Sauber ist der Start, wenn die Füße von der Matte aus an einem Griff oder Tritt oberhalb des Startgriffs eingehakt werden, bevor der restliche Körper die Matte verlassen hat. Ob du dafür in den Schulterstand, Kopfstand oder Handstand gehst, mit den Füßen die Wand hochläufst oder die Toe-Hooks direkt legst, spielt keine Rolle.

Was die meisten allerdings als Fehlstart ansehen würden, ist, wenn du beim Hooken mit den Händen einen anderen Griff als den Startgriff greifst. Der Klassiker ist, dass man sich rücklings zur Wand an den Griff hängt, an dem anschließend die Zehen aufgelegt werden, die Füße dann nach oben zieht, die Toe-Hooks legt und den Startgriff erst mit den Händen berührt, wenn man sicher hängt. Das ruft mit ziemlicher Sicherheit die Boulderpolizei auf den Plan. Denn, dass Griffe oder Tritte abseits der Startgriffe genutzt werden, um in die Startposition eines Boulders zu kommen, wird nicht gern gesehen. Nach Wettkampfregeln wäre es verboten. Einzig die Wand selbst darf als Hilfsmittel genutzt werden.

Abhängen klappt – und jetzt?

Während der regelkonforme Start in den meisten Fällen irgendwann gut klappt, ist die nächste Herausforderung, aus dem Bathang herauszuklettern. Denn sobald man anfängt, sich zu bewegen, zeigt sich, dass vermeintlich sichere Toe-Hooks manchmal ziemlich schnell flöten gehen können. Dann geht es zurück auf die Matte. Natürlich ist die Kraft im Unterschenkel dabei ein entscheidender Faktor. Es gibt aber auch eine Reihe von technischen Fehlern, die du vermeiden musst – und ein paar technische Kniffe, die dir das Leben leichter machen.

Mehr Spann- als Toe-Hook

Die Position des Toe-Hooks beeinflusst den Halt deutlich. Legst du den kompletten Spann auf, rutscht du schneller. Liegen nur die Zehen an, wird der Hebel im Sprunggelenk ungünstig. Am besten ist es, wenn der Mittelfuß auf der „besten“ Stelle des Griffs aufliegt. Ziehst du die Zehen an, kannst du so regelrecht zugreifen.

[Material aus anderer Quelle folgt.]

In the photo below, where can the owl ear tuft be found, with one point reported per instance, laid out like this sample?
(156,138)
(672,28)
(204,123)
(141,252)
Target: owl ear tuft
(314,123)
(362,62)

Dass der Toe-Hook als Toe-Hook bezeichnet wird, ist in vielen Fällen eigentlich etwas missverständlich. Denn abgesehen von seltenen Ausnahmen wirst du deinen Fuß bei dieser Technik immer auch mit dem Spann auflegen. Dadurch wird die Kontaktfläche zum Griff größer und der Halt besser. Das bedeutet jedoch keinesfalls, dass mehr Spanneinsatz per se für einen sichereren Hook sorgt. Viele machen beim Bathang den Fehler, den Toe-Hook sehr nah am Sprunggelenk anzusetzen. Das mag zwar im ersten Moment halten und sich aufgrund des günstigeren Hebels besser anfühlen. Schon eine kleine Bewegung genügt aber und der Fuß kommt ins Rutschen. Normalerweise lässt sich das nicht mehr aufhalten und der Versuch wird dadurch beendet.

Richtig ist es deshalb, den Toe-Hook eher in der Mitte des Fußes anzusetzen. Sobald du die Zehen anziehst, bildet sich dort eine Mulde, die sich um den Griff legt. Abzurutschen ist so weniger wahrscheinlich. Dass dein Kletterschuh an dieser Stelle normalerweise zumindest teilweise gummiert ist, macht den Toe-Hook zusätzlich effektiver. Noch besser klappt es, wenn du außerdem das Sprunggelenk beugst und versuchst, es während der gesamten Bewegung stabil zu halten. Ein derart aktiver Toe-Hook ist zwar anspruchsvoll, mit passiven Hooks funktioniert der Bathang jedoch leider nicht.

Das Tempo macht den Unterschied

Kopfüber zu hängen, wird für die meisten Menschen ziemlich schnell anstrengend. Deshalb ist es nur natürlich, wenn du versuchst, nach dem Start zügig an einen Griff zu kommen, an dem du dich drehen kannst. Schnelle Bewegungen sind allerdings Gift für den Halt deiner Toe-Hooks. Bewegst du dich zu ruckartig und veränderst dabei möglicherweise sogar deine Körperposition, muss deine Fußposition sehr stabil sein, damit du nicht direkt abrutschst.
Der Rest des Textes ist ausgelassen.